Elle plaça son bras autour de celui de Xaiomara et fit un sourire ravissant à l’adresse des caméras, puis se mit en marche d’un pas tranquille. Le duo traversa un jardin intérieur puis les grands halls vides de ce qui fut un temps avait été un palais dédié à l’éducation des jeunes guerriers nahualtèque, et servait depuis de salle polyvalente et d’aérodrome. Derrière eux, les gardes cérémoniels suivaient sans ordre précis, portant leurs étendards et leurs bannières, reproduisant l’impression d’une foule ou d’un cortège. Actée souriait.

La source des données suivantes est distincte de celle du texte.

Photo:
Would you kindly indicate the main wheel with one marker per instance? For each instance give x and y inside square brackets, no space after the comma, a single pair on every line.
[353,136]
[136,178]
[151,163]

« L’architecture est globalement d’époque. Il n’y avait pas encore de notion pleinement décoloniale, en 1782, mais l’impact important des premiers peuples sur la politique des révolutionnaires et leur victoire a instantanément imposé une forme de respect pour leur héritage culturel. Même plus tard, lors des périodes impériales, les dictateurs et leurs proches ont préféré sauvegarder la puissance évocatrice de ces monuments »
Elles prirent une volée de marche et débouchèrent sur une rue piétonne droite, pavée de pierres blanches ; Des ranges d’arbres projetaient un semblant d’ombre sur les voies qui courraient le long des grands bâtiments blancs à colonnades cernant la rue. On pouvait entendre des éclats de voies, des discussions, quelques rires. Actée continua sa petite explication d’un ton léger, indiquant au bout de l’allée le grand bâtiment de la convention générale. Une façade à degré, blanche bleu et rouge, cernée de fenêtres régulières et surmontée de créneaux rouges qui devaient sans doute représenter le corps d’un serpent, dans la plus pure tradition septentrio-paltoterranne classique.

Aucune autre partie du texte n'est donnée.